Из города Фрунзе, места ссылки Эрика и Барбары Ионовны, одно за другим прибегали письма. Самым мучительным наказанием было то, что никто из них не знал срока ссылки. Пожизненно? Пять или десять лет? Сколько? Об этом ссыльных не оповещали. Как недипломированный врач, Эрик смог устроиться санитарным инспектором и на четверть врачебной ставки в амбулаторию. Оба тосковали по Питеру. Эрик описывал Киргизию – климат, быт. Они снимали комнату в частном доме с земляным полом. Воду носили из колодца. В каждом письме Эрик писал, что любит меня. На письма я отвечала. На чувства его – ничуть. Но в душе доминировало ощущение вины за то, что я учусь, а он лишён этой возможности, за то, что им хуже, чем нам.
Со временем определился круг моих постоянных товарищей. Как ничто иное, дружба удостоверяла причастность к живой, настоящей жизни. Совместная учеба, интересы, тайны, которые поверялись друг другу, постепенно стали составлять мою отдельную, собственную жизнь.
С Давидом Нейманом мы жили в одном доме, учились в одном классе, вместе росли. В трудные времена он не предал дружбы. Сначала по-детски, потом по-юношески был влюблён. Бросал в окно цветы, выведывал у мамы, что мне нужнее всего, чтобы сделать ко дню рождения подарок; находил способ подкинуть в дом арбуз или шоколадку, а то и упросить свою мать «перешить Томочке платье». Всего не перечесть.

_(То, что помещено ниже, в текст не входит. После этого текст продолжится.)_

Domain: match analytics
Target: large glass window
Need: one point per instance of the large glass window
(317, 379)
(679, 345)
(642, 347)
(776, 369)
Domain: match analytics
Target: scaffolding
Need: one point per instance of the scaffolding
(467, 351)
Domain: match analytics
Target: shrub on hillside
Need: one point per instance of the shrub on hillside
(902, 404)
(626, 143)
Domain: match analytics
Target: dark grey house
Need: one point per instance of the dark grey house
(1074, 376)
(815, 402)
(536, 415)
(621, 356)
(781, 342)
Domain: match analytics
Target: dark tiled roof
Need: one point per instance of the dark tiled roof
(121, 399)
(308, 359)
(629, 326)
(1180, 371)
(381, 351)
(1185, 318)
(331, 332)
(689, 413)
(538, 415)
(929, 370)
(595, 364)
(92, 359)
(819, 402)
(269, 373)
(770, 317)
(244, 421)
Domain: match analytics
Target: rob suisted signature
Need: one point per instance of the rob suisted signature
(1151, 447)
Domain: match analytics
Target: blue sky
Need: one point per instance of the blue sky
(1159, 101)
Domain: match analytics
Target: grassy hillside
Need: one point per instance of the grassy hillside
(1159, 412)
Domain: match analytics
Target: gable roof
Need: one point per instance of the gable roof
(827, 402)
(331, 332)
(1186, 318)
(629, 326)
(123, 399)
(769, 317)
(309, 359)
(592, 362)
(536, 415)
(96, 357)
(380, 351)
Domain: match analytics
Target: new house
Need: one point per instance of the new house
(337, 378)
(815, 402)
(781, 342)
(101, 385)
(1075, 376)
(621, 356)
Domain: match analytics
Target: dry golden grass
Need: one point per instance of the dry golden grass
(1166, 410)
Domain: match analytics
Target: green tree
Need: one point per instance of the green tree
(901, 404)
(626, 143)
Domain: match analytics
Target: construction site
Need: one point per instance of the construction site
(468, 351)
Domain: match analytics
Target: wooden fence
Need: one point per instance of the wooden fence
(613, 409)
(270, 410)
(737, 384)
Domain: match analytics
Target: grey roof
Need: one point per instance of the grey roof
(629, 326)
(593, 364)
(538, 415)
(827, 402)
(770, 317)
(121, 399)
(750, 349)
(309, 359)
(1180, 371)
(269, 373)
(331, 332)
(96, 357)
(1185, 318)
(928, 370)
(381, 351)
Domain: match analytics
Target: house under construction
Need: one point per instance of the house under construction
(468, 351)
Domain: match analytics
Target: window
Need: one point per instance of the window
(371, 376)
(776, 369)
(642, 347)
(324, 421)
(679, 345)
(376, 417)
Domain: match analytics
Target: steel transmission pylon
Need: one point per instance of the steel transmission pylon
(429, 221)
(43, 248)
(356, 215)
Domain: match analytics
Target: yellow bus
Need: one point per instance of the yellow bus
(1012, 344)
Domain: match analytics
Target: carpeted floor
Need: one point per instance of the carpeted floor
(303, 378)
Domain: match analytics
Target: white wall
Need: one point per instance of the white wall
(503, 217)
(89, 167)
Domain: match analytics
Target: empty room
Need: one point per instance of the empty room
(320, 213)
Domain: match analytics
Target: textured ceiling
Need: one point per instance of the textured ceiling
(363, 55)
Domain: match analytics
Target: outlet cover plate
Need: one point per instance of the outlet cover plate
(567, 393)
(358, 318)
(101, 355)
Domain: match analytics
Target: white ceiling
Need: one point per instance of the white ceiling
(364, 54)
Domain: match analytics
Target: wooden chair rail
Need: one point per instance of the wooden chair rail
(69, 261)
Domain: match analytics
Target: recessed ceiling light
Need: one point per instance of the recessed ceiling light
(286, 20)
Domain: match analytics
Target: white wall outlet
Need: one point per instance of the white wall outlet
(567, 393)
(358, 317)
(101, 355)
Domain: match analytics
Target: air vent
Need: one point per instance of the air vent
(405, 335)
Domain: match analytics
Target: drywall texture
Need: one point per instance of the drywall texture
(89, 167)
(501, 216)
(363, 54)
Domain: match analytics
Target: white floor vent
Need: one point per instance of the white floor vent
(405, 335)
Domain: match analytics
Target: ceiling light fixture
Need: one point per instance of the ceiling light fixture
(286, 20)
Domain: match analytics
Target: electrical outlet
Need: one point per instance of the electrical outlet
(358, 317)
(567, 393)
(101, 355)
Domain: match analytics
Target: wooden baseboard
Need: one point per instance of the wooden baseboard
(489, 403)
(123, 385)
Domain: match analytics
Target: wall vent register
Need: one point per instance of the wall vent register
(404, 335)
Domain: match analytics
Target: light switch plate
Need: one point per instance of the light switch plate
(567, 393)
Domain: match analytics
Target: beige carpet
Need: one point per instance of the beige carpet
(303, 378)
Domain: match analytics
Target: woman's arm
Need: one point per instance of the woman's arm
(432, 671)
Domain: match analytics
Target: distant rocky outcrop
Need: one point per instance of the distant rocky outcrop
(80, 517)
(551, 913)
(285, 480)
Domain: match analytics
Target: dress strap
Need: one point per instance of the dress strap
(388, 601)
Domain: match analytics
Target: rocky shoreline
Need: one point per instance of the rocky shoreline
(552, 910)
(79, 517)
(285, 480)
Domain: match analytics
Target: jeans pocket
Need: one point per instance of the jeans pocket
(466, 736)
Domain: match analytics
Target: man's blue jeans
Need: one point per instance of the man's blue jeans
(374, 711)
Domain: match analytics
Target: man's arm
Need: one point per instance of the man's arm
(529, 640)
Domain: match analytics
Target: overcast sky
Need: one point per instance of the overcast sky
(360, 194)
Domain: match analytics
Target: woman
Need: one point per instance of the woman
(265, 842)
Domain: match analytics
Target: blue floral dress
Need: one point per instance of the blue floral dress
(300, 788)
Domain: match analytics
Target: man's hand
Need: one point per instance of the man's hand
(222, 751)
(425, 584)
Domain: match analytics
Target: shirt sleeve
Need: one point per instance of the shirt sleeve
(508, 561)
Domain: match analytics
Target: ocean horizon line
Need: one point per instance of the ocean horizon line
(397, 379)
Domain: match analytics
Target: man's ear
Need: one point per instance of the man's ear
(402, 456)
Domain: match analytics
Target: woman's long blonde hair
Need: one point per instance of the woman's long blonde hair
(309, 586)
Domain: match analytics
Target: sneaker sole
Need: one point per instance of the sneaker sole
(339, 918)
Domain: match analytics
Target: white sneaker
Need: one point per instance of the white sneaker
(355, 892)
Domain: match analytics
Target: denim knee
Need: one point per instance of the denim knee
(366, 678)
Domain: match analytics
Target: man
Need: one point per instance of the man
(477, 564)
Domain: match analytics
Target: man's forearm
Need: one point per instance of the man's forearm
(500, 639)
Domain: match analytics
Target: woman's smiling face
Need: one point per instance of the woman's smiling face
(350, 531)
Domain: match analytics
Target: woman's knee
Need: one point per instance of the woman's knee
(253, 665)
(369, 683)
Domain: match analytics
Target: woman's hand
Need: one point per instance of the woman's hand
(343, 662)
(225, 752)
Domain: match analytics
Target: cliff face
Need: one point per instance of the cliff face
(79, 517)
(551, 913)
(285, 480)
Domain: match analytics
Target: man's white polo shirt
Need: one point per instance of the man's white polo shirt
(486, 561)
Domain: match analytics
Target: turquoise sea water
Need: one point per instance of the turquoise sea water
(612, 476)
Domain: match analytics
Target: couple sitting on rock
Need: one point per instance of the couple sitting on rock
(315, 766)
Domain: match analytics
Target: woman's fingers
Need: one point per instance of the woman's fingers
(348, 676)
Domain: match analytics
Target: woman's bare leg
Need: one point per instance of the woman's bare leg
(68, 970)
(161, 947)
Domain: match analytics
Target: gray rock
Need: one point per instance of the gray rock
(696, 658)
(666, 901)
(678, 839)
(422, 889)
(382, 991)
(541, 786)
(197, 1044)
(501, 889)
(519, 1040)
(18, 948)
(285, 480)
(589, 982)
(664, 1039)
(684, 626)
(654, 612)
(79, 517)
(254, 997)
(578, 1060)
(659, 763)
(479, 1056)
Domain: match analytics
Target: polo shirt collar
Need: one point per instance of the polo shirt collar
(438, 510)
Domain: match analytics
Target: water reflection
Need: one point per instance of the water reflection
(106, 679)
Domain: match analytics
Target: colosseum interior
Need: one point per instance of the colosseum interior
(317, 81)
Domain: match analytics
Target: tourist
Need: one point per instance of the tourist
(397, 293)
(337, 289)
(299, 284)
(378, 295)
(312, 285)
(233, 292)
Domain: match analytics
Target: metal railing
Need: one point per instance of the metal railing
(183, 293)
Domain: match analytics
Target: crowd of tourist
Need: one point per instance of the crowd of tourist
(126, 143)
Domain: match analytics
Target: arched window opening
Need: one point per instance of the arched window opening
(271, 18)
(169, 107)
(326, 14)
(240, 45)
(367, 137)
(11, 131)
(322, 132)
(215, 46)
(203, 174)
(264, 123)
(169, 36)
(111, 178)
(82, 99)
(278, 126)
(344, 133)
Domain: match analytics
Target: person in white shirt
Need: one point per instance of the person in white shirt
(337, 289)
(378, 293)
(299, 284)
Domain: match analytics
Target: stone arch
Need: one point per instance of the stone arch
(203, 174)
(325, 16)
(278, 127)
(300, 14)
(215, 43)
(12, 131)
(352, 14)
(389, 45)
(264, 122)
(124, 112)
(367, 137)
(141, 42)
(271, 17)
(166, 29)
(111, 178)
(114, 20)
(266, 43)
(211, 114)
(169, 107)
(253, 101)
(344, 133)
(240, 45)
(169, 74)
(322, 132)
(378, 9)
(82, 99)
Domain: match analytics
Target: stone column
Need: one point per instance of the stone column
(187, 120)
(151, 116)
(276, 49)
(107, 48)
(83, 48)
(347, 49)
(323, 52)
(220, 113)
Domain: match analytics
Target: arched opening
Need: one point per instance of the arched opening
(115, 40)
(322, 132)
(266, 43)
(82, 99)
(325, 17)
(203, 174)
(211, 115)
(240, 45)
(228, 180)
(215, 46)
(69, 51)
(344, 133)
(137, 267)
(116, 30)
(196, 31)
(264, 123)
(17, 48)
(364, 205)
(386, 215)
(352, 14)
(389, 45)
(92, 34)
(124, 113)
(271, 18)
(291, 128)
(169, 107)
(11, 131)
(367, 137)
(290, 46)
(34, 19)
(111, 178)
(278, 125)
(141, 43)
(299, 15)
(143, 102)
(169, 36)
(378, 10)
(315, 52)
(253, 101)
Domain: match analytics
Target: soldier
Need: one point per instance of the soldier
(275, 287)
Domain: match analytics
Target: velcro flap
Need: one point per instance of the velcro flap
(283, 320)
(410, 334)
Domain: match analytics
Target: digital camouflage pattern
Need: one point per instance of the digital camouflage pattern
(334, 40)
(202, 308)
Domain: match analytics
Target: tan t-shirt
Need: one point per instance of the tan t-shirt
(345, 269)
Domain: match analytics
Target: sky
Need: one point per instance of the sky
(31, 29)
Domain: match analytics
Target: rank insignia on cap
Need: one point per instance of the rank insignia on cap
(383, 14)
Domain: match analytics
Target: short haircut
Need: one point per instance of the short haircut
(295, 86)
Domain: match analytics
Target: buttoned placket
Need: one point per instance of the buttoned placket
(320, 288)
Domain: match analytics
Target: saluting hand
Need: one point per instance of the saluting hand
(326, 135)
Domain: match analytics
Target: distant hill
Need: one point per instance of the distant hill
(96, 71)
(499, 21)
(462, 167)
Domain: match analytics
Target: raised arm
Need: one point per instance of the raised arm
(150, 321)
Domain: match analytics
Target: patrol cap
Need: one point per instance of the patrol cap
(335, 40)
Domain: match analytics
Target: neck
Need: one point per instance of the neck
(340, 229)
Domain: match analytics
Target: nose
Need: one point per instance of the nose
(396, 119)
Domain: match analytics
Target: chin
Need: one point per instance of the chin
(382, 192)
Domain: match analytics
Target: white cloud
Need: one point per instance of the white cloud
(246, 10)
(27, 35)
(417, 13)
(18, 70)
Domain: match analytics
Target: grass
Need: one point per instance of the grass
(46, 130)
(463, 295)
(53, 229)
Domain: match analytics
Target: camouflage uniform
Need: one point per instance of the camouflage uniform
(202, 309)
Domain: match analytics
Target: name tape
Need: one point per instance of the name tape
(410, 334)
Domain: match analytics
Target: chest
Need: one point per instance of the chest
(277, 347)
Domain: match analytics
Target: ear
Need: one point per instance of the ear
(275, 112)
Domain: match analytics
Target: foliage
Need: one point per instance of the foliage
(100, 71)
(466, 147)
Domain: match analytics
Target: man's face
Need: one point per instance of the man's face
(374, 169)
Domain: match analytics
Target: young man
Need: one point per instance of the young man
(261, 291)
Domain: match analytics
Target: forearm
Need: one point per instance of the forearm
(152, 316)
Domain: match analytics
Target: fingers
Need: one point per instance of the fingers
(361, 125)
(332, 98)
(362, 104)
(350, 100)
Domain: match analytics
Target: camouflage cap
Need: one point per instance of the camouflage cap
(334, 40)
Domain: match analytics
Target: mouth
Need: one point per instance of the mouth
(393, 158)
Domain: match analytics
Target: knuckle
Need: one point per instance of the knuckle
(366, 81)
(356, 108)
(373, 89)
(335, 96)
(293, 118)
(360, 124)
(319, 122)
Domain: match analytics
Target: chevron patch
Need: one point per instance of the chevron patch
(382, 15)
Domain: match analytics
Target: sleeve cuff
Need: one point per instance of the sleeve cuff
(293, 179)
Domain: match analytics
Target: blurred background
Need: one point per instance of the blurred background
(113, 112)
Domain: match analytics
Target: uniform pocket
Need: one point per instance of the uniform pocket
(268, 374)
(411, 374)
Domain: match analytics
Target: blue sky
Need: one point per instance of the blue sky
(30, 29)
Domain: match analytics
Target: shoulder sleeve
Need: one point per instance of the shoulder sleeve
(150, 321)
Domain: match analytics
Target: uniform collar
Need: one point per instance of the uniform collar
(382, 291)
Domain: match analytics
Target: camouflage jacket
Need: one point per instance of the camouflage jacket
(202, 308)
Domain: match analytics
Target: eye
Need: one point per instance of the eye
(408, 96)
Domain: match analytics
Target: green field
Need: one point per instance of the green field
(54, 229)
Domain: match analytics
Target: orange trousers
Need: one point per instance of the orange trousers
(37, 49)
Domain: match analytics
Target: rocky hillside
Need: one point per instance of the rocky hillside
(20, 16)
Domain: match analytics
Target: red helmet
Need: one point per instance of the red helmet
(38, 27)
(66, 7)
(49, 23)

А подруг было четыре. Все учились в одной группе, на английском факультете. Нина Изенберг, с которой мы закончили одну школу и вместе держали экзамены в институт, была самой близкой подругой. Жила Нина вдвоём с мамой. Отец имел другую семью, но любил дочь, часто её навещал. Обширную библиотеку, в которой было много теософской литературы и собраний сочинений классиков, он подарил дочери. Мы с Ниной запойно читали Соловьёва, Кржижановскую и верили в переселение душ. Дом у них был своеобразный: старинная мебель, мягкие бездонные кушетки. Золотистые и розовые абажуры со стеклянными воланами создавали празднично-томное освещение. Жардиньерки, цветы, книги, белые кресла и стулья. Уют.
Нинины отношения с матерью казались мне удивительными. Они были дружны и напоминали больше подруг, чем мать и дочь. Сама Нина была неизменно добра, говорила негромко. Задумчивая и глубокая, своими огромными карими глазами смотрела на мир так, словно ей известна тайна бытия. Лицо её иногда озарялось таким внутренним сиянием, что я замирала. Степень её одухотворённости выражала не чрезмерность, а меру естественности её чувств. Через много лет, когда они с матерью, разочаровавшись и в семейных, и в прочих мирских отношениях, ушли в религию, я не удивилась: а куда ещё можно было поместить подобное душевное богатство?
Лиза Райскина – тростиночка с живыми чёрными глазами – была порывистой и пылкой, часто влюблялась, и всегда в очень красивых молодых людей. Все события начинались для неё с шумов и ароматов: шины попискивали, асфальт был мокрый, лунный свет заливал дорогу, пахло черёмухой. И только после подобного вступления появлялись «он» и его слова. С поразительной последовательностью она воспроизводила происходящее во всех подробностях и оттенках.